Gundersen, a licensed reactor operator with 39 years of nuclear power engineering experience, managing and coordinating projects at 70 nuclear power plants around the US, says the Fukushima nuclear plant likely has more exposed reactor cores than commonly believed.

"Fukushima has three nuclear reactors exposed and four fuel cores exposed," he said, "You probably have the equivalent of 20 nuclear reactor cores because of the fuel cores, and they are all in desperate need of being cooled, and there is no means to cool them effectively."

"They are still emitting radioactive gases and an enormous amount of radioactive liquid," he said. "It will be at least a year before it stops boiling, and until it stops boiling, it's going to be cranking out radioactive steam and liquids."

Gundersen worries about more earthquake aftershocks, as well as how to cool two of the units.

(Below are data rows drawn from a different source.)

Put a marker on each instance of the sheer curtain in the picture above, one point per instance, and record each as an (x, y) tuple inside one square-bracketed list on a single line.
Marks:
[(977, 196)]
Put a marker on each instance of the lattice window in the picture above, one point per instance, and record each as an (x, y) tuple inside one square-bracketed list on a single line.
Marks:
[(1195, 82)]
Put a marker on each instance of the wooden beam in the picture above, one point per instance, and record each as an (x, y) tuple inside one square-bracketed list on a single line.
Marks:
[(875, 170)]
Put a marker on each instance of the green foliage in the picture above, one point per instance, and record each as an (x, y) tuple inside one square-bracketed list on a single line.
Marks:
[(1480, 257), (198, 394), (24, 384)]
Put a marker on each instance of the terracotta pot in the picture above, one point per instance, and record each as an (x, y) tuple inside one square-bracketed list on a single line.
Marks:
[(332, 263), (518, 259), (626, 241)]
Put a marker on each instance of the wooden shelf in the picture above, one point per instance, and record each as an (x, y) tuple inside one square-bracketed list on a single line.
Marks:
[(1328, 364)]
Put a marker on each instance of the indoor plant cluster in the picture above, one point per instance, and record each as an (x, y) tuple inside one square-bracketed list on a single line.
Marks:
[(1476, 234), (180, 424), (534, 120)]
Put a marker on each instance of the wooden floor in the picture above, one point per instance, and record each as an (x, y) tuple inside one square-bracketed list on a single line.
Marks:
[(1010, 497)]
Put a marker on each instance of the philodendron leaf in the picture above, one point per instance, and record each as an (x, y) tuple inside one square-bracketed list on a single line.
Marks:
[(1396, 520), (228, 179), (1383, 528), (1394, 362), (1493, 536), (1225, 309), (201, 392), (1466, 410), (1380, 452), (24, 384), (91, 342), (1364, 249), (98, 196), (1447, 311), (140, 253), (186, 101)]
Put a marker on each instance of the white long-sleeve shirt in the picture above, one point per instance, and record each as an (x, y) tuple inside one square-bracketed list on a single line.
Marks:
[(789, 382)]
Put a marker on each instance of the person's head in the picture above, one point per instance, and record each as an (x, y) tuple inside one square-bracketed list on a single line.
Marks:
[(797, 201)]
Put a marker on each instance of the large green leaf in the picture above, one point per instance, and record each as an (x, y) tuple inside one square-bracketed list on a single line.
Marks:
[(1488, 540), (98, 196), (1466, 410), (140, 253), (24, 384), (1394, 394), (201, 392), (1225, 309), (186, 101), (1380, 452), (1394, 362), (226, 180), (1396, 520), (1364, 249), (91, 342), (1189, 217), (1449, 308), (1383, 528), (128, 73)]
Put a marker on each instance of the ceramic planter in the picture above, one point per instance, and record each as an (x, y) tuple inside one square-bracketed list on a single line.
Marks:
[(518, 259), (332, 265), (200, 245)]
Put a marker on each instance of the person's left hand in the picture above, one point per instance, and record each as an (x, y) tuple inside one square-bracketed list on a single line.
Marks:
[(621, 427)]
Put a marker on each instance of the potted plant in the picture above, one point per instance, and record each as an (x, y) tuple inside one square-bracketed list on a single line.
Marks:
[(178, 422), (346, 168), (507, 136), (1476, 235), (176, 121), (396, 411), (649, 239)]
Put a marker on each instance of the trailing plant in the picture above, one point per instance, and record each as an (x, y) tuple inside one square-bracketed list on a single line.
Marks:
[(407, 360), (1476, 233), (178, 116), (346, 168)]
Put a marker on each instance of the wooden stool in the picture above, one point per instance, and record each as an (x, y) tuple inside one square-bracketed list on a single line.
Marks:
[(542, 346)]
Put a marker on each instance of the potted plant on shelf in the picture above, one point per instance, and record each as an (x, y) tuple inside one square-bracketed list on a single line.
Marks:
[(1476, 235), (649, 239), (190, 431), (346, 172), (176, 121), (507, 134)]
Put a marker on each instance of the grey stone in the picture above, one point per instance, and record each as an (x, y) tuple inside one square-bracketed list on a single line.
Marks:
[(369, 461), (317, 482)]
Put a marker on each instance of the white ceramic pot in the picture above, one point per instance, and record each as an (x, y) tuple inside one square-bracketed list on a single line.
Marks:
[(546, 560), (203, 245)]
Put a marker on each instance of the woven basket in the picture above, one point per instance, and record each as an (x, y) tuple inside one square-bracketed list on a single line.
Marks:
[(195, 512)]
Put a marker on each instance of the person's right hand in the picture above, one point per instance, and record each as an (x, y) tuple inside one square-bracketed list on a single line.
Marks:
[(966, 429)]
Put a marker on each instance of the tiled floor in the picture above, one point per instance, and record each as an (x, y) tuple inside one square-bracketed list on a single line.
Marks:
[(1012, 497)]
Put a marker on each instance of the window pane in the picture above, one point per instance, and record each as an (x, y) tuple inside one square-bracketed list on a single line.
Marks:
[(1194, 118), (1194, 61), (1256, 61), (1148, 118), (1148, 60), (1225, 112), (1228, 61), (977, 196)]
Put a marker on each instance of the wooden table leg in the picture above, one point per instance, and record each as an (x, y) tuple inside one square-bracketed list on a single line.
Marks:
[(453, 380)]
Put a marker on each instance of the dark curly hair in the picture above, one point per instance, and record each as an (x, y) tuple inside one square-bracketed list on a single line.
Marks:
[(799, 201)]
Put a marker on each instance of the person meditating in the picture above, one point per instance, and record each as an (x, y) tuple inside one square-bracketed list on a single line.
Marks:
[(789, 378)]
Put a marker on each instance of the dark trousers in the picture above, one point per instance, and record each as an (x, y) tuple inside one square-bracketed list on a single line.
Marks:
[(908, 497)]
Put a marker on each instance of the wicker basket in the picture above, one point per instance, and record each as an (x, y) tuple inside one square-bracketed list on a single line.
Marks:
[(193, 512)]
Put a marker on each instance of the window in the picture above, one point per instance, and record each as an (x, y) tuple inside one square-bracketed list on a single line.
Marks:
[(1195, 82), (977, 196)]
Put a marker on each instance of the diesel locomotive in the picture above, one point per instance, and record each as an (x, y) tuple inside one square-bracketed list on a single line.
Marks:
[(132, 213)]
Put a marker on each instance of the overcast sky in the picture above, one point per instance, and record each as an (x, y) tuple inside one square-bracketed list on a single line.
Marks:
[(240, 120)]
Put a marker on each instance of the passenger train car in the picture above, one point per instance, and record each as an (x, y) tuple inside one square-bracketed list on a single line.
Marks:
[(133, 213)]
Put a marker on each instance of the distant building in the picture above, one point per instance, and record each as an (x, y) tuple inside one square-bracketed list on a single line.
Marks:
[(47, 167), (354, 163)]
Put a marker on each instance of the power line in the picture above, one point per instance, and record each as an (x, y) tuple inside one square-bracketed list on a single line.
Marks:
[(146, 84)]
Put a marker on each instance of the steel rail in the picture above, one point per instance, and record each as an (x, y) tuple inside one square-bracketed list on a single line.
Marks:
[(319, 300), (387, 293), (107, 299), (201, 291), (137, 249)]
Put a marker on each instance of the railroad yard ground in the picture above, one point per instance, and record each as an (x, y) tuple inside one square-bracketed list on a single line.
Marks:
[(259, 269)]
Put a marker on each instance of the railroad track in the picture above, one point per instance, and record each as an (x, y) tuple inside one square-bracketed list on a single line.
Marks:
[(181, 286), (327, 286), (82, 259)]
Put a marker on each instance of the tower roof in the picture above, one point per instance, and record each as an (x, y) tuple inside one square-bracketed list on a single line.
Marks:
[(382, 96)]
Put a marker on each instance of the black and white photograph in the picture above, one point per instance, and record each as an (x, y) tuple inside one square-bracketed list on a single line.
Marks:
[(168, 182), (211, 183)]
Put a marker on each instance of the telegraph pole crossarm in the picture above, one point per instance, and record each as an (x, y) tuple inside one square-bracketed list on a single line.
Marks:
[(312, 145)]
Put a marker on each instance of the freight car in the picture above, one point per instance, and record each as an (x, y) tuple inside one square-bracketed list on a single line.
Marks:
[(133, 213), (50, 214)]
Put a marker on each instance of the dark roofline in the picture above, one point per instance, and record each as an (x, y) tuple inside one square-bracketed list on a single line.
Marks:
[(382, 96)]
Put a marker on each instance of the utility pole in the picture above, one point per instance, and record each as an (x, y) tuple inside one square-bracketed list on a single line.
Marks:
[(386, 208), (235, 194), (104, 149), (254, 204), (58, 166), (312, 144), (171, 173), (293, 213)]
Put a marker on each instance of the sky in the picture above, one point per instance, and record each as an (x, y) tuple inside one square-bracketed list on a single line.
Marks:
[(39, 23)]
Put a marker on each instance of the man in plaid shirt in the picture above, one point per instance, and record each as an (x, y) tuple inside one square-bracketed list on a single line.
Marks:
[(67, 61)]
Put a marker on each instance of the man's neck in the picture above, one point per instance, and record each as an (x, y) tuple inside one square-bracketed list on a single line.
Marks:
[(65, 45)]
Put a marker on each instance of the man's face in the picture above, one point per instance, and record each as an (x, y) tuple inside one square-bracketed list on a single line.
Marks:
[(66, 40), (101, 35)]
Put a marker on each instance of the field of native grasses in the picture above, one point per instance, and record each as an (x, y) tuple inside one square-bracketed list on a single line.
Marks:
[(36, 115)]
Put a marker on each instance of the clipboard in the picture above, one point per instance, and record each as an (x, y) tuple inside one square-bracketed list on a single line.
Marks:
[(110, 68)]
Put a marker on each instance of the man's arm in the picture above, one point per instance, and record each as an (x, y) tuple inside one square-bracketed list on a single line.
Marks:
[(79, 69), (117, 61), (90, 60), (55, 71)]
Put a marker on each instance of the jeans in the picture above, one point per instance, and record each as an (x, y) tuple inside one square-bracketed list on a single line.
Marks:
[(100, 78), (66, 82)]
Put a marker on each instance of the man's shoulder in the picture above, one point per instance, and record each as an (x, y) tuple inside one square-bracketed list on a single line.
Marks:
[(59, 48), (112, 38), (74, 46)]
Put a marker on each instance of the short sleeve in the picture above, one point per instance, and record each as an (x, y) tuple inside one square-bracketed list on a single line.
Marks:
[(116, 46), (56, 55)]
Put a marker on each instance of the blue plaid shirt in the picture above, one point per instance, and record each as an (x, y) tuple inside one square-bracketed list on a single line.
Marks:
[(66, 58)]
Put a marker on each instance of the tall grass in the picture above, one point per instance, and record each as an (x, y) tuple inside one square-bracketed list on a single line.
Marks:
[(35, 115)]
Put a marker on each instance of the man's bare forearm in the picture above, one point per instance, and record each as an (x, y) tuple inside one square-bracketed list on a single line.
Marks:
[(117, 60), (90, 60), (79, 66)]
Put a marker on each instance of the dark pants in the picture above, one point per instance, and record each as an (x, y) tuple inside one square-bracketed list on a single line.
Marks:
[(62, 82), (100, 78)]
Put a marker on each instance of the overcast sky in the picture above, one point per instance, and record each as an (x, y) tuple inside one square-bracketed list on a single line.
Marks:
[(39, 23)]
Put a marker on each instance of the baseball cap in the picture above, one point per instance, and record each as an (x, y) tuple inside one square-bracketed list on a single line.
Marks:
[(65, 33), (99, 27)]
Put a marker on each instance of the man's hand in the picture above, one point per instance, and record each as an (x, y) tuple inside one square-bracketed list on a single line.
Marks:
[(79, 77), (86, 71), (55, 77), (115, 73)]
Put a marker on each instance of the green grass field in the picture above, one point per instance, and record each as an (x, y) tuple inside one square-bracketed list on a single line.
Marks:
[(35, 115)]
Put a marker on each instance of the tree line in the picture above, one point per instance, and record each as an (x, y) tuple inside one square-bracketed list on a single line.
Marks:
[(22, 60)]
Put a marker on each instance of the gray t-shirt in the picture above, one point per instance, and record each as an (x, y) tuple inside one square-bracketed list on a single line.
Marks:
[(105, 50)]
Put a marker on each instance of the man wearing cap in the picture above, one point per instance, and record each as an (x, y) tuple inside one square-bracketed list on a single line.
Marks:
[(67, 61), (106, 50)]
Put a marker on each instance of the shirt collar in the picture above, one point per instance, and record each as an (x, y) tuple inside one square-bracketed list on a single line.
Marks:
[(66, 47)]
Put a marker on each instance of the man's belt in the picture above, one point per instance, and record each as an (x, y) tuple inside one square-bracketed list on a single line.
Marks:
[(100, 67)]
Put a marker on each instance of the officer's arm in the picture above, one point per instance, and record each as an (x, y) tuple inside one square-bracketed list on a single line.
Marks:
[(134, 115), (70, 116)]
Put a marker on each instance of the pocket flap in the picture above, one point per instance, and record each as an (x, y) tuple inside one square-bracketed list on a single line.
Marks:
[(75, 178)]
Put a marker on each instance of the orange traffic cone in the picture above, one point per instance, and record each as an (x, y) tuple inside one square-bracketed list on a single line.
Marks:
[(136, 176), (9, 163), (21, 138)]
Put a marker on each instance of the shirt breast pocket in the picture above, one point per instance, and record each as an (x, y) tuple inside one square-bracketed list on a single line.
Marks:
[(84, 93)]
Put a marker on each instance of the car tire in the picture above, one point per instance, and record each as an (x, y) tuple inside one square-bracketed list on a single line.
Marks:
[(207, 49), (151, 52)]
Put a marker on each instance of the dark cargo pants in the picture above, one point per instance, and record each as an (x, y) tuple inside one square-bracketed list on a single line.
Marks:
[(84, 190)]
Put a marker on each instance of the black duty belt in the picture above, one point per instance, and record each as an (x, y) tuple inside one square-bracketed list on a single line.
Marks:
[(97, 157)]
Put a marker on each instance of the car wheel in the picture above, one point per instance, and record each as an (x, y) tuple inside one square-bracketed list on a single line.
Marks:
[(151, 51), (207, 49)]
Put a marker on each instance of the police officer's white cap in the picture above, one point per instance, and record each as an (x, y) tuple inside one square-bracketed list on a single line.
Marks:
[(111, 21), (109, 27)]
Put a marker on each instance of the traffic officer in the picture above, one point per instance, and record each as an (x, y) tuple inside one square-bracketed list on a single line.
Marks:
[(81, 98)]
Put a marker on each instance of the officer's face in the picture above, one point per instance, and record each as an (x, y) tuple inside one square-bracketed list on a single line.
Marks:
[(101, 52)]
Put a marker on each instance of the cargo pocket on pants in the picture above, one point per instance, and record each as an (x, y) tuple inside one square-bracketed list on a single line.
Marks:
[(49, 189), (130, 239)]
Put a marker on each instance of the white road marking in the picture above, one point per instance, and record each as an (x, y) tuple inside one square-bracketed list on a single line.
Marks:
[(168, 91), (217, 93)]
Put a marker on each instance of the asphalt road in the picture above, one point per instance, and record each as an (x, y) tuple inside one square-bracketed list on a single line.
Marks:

"Unit four is the most dangerous, it could topple," he said. "After the earthquake in Sumatra there was an 8.6 [aftershock] about 90 days later, so we are not out of the woods yet. And you're at a point where, if that happens, there is no science for this, no one has ever imagined having hot nuclear fuel lying outside the fuel pool. They've not figured out how to cool units three and four."

Gundersen's assessment of solving this crisis is grim.

"Units one through three have nuclear waste on the floor, the melted core, that has plutonium in it, and that has to be removed from the environment for hundreds of thousands of years," he said. "Somehow, robotically, they will have to go in there and manage to put it in a container and store it for infinity, and that technology doesn't exist. Nobody knows how to pick up the molten core from the floor, there is no solution available now for picking that up from the floor."

Canadian Government needs to take action
Comment by A.Heidl on 20th June 2011
Thank you Merv for sharing worldly events that effect us all. After returning to Canada in May from Tokyo I have been trying hard to pick up my life. I tried my best to reach out for governmental help but was brushed off to the side. I hope that Canada's government will finally take this issue with more severity.
It is sad that this issue is constantly being ignored, either by an election or recently with multiple union strikes. It is only when damage is visible that action will be taken. But hopefully by then it won't be too late.
From Tokyo
Comment by M Craven on 20th June 2011
I tried hard to alert Canadian politicians and have been ignored, the worse is yet to come. I am proud that people like Merv cares enough to inform everyone of real news. I can also honestly say that this is just the tip of the iceberg. I hope Nathan Cullen will take notice and begin to see there is a more serious issue than the oil tankers. There is Tsunami debris as reported and it will reach the coast within 2~3 years. I do have a proposal which I would love to share with any interested parties. I am deeply concerned about the North Coast and how this will effect everyone's way of life.